Visualization of the conventional outflow pathway in the living human eye.

机构信息

Department of Ophthalmology, UPMC Eye Center, Eye and Ear Institute, Ophthalmology and Visual Science Research Center, University of Pittsburgh School of Medicine, Pittsburgh, Pennsylvania, USA.

出版信息

Ophthalmology. 2012 Aug;119(8):1563-8. doi: 10.1016/j.ophtha.2012.02.032. Epub 2012 Jun 8.

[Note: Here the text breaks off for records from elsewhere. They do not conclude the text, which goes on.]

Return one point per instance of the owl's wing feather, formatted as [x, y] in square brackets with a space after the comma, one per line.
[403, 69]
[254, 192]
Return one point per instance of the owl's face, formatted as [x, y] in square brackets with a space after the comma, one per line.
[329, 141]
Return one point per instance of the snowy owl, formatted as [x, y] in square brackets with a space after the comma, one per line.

DOI:10.1016/j.ophtha.2012.02.032
PMID:22683063
原文链接:https://pmc.ncbi.nlm.nih.gov/articles/PMC3411861/
Abstract

PURPOSE

We sought to visualize the aqueous outflow system in 3 dimensions (3D) in living human eyes, and to investigate the use of commercially available spectral-domain optical coherence tomographic (SD-OCT) systems for this purpose.

DESIGN

Prospective, observational study.

PARTICIPANTS

One randomly determined eye in each of 6 normal healthy subjects was included.

TESTING

We performed 3D SD-OCT imaging of the aqueous humor outflow structures with 2 devices: The Cirrus HD-OCT and the Bioptigen SDOIS.

MAIN OUTCOME MEASURES

We created 3D virtual castings of Schlemm's canal (SC) and more distal outflow structures from scan data from each device.

RESULTS

Virtual casting of the SC provided visualization of more aqueous vessels branching from SC than could be located by interrogating the 2-dimensional (2D) image stack. Similarly, virtual casting of distal structures allowed visualization of large and small aqueous outflow channel networks that could not be appreciated with conventional 2D visualization.

CONCLUSIONS

The outflow pathways from SC to the superficial vasculature can be identified and tracked in living human eyes using commercially available SD-OCT.

摘要

目的

我们试图在活体人眼中可视化房水流出系统的三维(3D)结构,并研究商用谱域光学相干断层扫描(SD-OCT)系统在这方面的应用。

设计

前瞻性观察研究。

参与者

纳入 6 名正常健康受试者的每只随机确定的眼。

测试

我们使用 2 种设备对房水流出结构进行了 3D SD-OCT 成像:Cirrus HD-OCT 和 Bioptigen SDOIS。

主要观察指标

我们从每个设备的扫描数据中创建了 Schlemm 管(SC)和更远端流出结构的 3D 虚拟铸型。

结果

SC 的虚拟铸型提供了比通过询问二维(2D)图像堆栈所能定位的更多分支自 SC 的房水血管可视化。同样,远端结构的虚拟铸型允许可视化大的和小的房水流出通道网络,这是无法用传统的 2D 可视化来欣赏的。

结论

使用商用 SD-OCT 可以在活体人眼中识别和跟踪来自 SC 到浅层血管的流出途径。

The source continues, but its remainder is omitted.